Scotia: So you you’ve done a lot of research with the Arrernte people. What, why was it that you chose that particular community to work with?
Naomi: Well, it was one of those things that happened when you sort of let yourself be guided as a researcher. We.. a colleague of mine, Brydie-Leigh Bartleet here at the Queensland Conservatorium at Griffith University, and I have been working in Central Australia since about 2010. Brydie started and then I was introduced into that context through Brydie and her connections and then when we put forward the Remedy Project, we wanted to go for diversity in a series of community case studies. So we’re working down the East Coast in a sort of networked case study led by Professor Phil Graham at the University of Sunshine Coast and Uncle Kev Starkey from Dark Wood Studios up at Gympie and then over in the Kimberleys, so that work’s being led by Dr. Darren Garvey from the University of Queensland and Professor Clint Bracknell, also from University of Queensland, and an amazing PhD candidate there, Brigitta Scarfe. And then we wanted to have something sort of in the centre. So we just started talking to people openly and it happened through referral. So it was actually a traditional custodian from Kabi Kabi Country, who I was talking to, Kerry Neil and he said, Naomi, you should ring this person and talk to them about that. And so I rang that person and then that person said, you should ring this person and then you should ring this person. And it ended up with us putting in an EOI to the National Research and Evaluation Director for Children’s Ground, which is it’s an incredible organisation, people, if you haven’t heard of it, please do look them up. They are just amazing and they’ve got an incredibly sophisticated research protocol and it’s all about anti-colonial research, about genuine First Nations leadership, using First Nations knowledges or privileging First Nations knowledges. So I you know, I often sort of half joke say, you know, we had a series of auditions, which we did.

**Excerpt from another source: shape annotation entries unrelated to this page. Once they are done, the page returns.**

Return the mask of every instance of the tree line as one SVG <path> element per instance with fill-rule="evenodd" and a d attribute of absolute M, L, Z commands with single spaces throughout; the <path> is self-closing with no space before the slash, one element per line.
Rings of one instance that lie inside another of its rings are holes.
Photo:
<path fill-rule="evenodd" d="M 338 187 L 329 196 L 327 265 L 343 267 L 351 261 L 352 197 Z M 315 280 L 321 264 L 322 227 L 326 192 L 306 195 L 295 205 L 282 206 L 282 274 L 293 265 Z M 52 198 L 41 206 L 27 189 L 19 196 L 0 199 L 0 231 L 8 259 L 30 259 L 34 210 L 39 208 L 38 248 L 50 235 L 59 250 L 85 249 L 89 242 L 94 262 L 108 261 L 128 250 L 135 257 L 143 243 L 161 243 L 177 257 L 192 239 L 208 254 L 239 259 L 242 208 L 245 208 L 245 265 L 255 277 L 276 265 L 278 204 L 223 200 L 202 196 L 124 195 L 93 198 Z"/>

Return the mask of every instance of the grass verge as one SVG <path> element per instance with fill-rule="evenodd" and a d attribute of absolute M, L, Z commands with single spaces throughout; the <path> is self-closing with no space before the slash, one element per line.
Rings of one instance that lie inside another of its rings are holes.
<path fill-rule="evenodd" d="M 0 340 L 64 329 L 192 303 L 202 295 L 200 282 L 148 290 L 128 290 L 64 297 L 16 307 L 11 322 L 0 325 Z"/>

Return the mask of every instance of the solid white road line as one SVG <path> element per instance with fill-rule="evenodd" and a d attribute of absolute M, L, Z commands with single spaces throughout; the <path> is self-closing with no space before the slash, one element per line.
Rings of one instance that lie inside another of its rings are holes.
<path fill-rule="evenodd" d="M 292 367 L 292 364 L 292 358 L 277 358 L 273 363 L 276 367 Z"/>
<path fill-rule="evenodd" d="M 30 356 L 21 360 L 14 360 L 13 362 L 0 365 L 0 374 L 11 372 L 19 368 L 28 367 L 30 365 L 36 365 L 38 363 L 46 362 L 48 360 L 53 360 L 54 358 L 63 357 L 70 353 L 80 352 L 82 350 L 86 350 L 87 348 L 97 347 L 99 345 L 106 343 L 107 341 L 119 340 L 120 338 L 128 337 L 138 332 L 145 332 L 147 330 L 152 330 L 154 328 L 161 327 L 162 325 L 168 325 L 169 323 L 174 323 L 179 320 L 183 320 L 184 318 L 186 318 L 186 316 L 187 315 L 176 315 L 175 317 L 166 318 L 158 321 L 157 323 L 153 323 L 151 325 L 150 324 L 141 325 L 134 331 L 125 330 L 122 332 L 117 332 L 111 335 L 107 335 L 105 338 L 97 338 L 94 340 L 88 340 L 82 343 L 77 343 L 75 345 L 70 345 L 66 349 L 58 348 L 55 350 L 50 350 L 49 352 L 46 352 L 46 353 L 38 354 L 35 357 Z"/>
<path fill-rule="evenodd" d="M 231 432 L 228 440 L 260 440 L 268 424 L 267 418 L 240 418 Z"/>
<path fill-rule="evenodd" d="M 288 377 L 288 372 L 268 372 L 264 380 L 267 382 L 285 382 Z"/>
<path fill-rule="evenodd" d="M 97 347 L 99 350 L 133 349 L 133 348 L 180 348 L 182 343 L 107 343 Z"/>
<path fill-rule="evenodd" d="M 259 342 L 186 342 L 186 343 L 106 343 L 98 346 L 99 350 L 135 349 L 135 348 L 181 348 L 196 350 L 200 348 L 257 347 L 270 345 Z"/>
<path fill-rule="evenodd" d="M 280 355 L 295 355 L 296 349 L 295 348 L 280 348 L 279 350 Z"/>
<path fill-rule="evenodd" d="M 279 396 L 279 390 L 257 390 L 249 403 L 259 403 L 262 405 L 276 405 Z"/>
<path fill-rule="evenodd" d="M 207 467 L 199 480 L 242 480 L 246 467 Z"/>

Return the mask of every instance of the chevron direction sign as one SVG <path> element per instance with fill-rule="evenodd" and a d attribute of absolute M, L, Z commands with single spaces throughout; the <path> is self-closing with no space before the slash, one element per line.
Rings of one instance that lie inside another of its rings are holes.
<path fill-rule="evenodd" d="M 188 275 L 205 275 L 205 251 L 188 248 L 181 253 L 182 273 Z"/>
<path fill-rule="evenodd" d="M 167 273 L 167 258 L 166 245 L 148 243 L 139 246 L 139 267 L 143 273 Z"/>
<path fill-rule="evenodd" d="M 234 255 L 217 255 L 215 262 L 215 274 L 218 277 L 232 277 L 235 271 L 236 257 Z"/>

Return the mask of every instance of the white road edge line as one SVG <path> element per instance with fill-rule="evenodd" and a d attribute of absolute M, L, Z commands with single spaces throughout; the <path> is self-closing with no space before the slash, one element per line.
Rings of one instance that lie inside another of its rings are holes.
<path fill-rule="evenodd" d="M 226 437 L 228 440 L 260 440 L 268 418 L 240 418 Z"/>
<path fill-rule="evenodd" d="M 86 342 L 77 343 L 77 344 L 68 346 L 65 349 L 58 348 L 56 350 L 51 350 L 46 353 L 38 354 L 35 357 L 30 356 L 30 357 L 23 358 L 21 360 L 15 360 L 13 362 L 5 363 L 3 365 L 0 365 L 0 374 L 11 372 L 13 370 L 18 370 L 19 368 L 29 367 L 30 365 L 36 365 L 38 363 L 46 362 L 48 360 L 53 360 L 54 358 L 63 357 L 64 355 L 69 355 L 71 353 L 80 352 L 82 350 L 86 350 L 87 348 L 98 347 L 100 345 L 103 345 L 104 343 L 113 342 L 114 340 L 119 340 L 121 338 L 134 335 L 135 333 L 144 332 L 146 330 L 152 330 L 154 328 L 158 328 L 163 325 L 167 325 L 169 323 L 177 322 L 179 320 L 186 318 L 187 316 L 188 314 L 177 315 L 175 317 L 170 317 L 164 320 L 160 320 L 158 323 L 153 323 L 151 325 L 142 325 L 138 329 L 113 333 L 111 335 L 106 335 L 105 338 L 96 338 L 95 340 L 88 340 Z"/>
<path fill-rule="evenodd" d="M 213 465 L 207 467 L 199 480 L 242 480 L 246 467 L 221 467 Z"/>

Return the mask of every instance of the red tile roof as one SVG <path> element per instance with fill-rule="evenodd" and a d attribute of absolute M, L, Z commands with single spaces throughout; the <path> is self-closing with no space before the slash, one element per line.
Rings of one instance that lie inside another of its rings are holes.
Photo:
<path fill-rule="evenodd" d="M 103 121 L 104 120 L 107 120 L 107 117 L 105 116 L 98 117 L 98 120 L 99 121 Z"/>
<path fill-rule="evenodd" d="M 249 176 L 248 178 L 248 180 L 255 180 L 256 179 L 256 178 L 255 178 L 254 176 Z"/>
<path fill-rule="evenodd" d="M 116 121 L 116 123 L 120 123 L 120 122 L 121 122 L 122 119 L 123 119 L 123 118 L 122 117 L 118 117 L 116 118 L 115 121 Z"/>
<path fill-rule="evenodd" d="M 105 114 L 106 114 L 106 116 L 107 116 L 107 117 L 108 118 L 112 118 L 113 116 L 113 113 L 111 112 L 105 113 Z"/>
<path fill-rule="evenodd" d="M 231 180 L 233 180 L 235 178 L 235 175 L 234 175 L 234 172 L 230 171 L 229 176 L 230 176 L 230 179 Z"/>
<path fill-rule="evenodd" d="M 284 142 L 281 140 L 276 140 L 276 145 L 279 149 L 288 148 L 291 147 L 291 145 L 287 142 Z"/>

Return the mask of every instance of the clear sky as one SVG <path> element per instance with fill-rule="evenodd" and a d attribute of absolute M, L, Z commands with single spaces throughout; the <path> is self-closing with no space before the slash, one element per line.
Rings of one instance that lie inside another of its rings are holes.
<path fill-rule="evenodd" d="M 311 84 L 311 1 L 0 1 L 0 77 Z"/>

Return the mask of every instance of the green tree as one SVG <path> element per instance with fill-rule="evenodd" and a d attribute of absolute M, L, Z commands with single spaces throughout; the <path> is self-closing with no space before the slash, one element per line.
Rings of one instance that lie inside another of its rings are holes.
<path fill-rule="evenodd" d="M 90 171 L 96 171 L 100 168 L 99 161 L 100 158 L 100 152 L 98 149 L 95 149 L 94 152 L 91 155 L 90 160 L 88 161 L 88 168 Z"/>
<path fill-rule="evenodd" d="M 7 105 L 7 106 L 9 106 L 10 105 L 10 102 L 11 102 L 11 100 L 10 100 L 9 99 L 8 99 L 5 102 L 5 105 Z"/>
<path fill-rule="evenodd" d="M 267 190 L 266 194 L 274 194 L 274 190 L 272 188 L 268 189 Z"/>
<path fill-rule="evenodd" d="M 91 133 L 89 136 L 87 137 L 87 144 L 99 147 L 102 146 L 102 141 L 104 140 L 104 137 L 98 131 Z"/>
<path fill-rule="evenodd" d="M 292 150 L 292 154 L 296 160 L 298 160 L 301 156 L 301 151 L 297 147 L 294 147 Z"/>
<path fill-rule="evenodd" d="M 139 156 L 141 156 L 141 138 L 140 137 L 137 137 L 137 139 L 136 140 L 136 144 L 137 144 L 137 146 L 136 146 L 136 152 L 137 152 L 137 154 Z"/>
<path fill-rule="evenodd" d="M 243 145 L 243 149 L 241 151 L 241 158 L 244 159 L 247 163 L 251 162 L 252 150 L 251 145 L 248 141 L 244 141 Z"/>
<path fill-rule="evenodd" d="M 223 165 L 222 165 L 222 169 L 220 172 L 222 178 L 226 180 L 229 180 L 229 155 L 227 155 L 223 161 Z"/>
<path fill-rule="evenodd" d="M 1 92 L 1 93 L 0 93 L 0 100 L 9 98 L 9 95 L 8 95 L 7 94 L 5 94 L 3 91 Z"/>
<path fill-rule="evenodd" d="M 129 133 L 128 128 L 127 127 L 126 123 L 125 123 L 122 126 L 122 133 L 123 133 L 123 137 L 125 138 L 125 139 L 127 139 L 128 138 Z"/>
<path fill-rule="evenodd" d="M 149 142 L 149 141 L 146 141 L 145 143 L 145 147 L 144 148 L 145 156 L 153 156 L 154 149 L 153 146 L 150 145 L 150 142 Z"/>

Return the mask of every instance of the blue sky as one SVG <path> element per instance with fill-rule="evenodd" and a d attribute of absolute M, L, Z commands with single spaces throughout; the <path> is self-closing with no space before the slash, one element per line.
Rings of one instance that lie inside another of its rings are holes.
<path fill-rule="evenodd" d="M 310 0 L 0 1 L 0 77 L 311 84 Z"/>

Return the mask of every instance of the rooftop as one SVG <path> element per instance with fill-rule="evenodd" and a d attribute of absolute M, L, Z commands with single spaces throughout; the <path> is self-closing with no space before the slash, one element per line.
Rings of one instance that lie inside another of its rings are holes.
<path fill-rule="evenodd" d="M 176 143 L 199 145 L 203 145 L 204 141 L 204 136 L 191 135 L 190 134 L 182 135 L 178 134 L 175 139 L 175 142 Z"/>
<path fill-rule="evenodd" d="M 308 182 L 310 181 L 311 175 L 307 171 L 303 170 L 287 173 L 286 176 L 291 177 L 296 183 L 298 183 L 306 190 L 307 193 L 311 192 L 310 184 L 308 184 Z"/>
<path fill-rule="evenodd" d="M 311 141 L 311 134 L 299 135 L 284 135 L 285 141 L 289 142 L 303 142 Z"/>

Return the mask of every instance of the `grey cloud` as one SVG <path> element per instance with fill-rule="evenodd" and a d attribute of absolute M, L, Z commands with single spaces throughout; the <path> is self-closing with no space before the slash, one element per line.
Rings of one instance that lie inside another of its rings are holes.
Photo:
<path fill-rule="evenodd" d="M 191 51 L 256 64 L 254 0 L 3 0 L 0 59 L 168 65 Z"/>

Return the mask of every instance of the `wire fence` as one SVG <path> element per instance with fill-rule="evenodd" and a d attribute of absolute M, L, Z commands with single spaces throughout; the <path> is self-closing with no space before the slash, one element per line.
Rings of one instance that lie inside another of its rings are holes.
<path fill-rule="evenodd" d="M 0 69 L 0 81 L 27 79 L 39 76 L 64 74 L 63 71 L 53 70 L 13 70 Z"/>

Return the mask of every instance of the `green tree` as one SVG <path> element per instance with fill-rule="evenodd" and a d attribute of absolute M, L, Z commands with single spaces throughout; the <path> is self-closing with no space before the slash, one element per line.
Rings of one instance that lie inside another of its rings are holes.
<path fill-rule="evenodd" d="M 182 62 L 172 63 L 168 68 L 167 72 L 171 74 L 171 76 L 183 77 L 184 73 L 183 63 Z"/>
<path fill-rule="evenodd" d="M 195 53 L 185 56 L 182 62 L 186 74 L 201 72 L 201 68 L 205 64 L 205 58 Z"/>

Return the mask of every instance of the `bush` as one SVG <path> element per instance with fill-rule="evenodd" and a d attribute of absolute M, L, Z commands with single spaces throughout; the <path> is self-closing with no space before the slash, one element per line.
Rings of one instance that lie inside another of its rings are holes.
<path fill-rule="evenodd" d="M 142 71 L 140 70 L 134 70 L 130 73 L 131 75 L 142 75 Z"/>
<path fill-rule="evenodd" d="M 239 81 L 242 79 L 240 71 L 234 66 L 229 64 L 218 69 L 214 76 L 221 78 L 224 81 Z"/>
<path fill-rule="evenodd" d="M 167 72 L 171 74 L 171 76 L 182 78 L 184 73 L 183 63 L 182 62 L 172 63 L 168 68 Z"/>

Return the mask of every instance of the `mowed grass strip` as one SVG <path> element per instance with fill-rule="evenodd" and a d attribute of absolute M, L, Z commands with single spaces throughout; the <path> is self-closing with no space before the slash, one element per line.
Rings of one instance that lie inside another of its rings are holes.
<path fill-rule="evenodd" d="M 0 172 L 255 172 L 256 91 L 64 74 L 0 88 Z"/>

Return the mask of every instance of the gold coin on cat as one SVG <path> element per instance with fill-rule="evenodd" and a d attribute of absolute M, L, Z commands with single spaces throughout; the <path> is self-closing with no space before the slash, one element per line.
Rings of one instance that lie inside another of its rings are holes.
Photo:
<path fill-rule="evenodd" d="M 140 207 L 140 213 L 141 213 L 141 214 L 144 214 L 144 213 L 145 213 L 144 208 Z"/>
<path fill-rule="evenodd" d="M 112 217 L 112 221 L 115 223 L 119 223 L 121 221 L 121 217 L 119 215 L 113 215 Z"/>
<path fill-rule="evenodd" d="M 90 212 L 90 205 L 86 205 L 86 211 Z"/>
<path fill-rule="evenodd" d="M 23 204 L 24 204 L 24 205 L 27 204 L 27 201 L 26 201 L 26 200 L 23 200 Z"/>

Scotia: Well it’s about trust building, isn’t it? Particularly, as you say, there’s such a cloud over this notion of research or extractive kind of ways of engaging with communities, First Nations communities particularly. So you have to have that bridge of trust don’t you, or an audition I love that.
Naomi: Yeah. You do. And I you know, I absolutely loved every step of it because it is that, you know, very being in that humble ally position, you know, in the deepest possible way. And I would call myself in that situation an insider ally. So First Nations-heritage researcher working alongside Arrernte people who are leading on that Country. Yeah. But the work that people have done there over decades, they’ve got an incredible infrastructure which also makes it actually possible for research teams like ours to work in accordance with its ethical guidelines and protocols around data sovereignty and research sovereignty. And, you know, not all communities can prioritise that when there’s other, you know, things that need priority, and that’s completely understandable. But in this particular case, this organisation has its own research and evaluation team and staff and they’ve got a governance committee. So we could let you know, put our proposals forward, discuss things, have things debated and get approval and be mentored and looked after too. I think that, you know, we were really, really cared for when we’ve done our work there, which is just an amazing feeling.
Scotia: Such a rich exchange isn’t it, it’s amazing. So what have your investigations revealed so far do you have, have you started to get a bit of a sense of where it’s heading?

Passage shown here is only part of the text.